During region migration (AddPeer), if the target peer failed to load the transferred snapshot, the failure was silently swallowed. The target's IoTConsensus RPC handler returned SUCCESS regardless, so the coordinator activated the new peer and AddRegionPeerProcedure / RegionMigrateProcedure were both marked successful. The control plane reported the migration complete while the destination replica actually held no data — and once the source replica was dropped, the data was silently lost (queries returned count=0 / max_time=null).

Observed (from the report): the destination DataNode logged Exception occurs when loading snapshot ... Cannot find .../sequence/root.test/1 or .../unsequence/... and Fail to load snapshot, yet immediately afterwards set the peer active status to true, and the ConfigNode logged [AddRegion] success and [MigrateRegion] success.

Root cause

The coordinator side is already correct: IoTConsensusServerImpl.triggerSnapshotLoad (the RPC sender) checks the response status and throws ConsensusGroupModifyPeerException on failure, which causes addRemotePeer to fail, the AddPeer task to be marked FAIL, and the procedure to roll back without deleting the source replica.

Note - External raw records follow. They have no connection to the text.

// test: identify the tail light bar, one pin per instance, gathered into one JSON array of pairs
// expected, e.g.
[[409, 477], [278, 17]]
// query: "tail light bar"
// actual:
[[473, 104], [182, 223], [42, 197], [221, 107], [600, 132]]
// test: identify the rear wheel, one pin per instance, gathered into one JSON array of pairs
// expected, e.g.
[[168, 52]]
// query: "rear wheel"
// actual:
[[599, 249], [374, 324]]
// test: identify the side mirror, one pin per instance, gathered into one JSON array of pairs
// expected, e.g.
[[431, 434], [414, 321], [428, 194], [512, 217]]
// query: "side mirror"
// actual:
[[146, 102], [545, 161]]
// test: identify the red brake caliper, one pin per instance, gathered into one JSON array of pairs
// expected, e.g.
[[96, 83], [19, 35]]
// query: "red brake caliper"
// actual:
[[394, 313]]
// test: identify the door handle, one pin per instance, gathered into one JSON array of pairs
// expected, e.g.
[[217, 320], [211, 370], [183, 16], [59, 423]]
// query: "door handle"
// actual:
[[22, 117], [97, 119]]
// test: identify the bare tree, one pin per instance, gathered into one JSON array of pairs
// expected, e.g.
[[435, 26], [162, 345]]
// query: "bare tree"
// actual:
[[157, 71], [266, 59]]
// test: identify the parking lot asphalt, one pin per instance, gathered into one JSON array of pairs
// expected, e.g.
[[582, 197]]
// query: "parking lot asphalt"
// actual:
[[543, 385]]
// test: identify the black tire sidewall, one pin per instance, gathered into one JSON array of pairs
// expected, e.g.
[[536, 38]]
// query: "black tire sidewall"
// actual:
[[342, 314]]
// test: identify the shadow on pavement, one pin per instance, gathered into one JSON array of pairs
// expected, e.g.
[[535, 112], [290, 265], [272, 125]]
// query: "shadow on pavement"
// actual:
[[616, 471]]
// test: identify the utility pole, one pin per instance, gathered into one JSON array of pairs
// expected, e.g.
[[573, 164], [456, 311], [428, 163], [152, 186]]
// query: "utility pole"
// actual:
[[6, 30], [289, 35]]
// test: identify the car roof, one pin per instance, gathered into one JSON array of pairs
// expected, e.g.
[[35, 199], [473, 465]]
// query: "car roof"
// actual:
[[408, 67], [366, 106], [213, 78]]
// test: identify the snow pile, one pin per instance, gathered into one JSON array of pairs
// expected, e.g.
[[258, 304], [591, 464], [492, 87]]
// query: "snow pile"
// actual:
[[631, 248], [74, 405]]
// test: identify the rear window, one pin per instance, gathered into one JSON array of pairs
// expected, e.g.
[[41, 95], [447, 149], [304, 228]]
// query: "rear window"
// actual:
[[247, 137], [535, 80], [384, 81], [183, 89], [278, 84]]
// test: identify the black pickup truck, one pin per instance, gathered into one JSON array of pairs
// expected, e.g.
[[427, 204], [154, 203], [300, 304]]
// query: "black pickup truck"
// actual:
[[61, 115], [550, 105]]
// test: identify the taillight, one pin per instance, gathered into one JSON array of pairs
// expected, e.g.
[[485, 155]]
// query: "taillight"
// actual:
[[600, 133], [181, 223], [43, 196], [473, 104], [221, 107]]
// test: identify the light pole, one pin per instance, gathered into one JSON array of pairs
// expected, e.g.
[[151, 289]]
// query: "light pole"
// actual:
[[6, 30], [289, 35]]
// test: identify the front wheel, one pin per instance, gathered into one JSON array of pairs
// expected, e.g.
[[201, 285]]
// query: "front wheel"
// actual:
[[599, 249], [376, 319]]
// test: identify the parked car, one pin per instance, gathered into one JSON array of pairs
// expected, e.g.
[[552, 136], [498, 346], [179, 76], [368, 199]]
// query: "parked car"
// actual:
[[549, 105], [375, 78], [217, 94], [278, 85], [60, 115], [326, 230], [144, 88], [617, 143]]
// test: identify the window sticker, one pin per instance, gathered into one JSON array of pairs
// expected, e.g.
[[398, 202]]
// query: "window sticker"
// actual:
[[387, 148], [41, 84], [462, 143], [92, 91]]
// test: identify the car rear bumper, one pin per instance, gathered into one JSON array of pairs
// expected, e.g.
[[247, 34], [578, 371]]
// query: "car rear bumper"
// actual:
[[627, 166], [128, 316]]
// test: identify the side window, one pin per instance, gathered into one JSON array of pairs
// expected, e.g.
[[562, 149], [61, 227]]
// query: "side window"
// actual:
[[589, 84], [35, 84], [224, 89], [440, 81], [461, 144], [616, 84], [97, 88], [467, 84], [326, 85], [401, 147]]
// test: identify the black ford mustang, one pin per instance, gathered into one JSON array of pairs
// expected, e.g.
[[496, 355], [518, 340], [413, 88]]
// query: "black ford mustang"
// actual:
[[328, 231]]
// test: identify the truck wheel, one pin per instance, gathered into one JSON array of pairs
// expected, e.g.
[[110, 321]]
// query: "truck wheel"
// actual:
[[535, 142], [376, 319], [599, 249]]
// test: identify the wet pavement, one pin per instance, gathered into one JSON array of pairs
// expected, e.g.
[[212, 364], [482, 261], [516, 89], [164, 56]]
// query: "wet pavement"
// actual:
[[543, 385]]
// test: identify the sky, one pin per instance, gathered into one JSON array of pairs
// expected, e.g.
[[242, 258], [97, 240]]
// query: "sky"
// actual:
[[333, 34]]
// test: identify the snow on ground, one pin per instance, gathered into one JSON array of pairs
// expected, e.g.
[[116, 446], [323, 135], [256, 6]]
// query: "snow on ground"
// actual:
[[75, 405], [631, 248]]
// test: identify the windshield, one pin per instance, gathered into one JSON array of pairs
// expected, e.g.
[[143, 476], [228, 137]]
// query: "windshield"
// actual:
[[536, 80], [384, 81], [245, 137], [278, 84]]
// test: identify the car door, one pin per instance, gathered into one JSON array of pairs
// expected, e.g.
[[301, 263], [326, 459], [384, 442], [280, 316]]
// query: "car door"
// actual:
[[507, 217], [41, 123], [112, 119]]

The only broken link was that a snapshot-load failure was never reportable in the first place:

  • IStateMachine.loadSnapshot returned void.
  • DataRegionStateMachine.loadSnapshot caught the exception (or null region) and just logged it.
  • IoTConsensusServerImpl.loadSnapshot ignored the result (it carried a long-standing // TODO: throw exception if the snapshot load failed).
  • IoTConsensusRPCServiceProcessor.triggerSnapshotLoad therefore returned SUCCESS unconditionally.

Fix

Make snapshot-load failure reportable by changing IStateMachine.loadSnapshot to return boolean (true on success):

  • DataRegionStateMachine / SchemaRegionStateMachine / ConfigRegionStateMachine return false when loading fails (SchemaRegionStateMachine now guards its body so a failure is reported rather than thrown).
  • IoTConsensusServerImpl.loadSnapshot returns false if loading any receive folder fails (removing the TODO).
  • IoTConsensusRPCServiceProcessor.triggerSnapshotLoad returns a non-SUCCESS status when loadSnapshot fails, so the coordinator's existing error path fires and AddPeer fails instead of falsely succeeding.
  • SimpleConsensusServerImpl forwards the boolean; the Ratis ApplicationStateMachineProxy logs a load failure (its behavior is otherwise unchanged). Test state machines are updated accordingly.

Test

AddPeerSnapshotLoadFailureTest builds a real two-node IoTConsensus group and forces the target peer's loadSnapshot to fail. It verifies that addRemotePeer:

  • actually reaches the snapshot-load step (so the failure under test is the right one, not an earlier step),
  • throws ConsensusException instead of silently succeeding,
  • does not leave the target peer active with an incompletely-loaded snapshot.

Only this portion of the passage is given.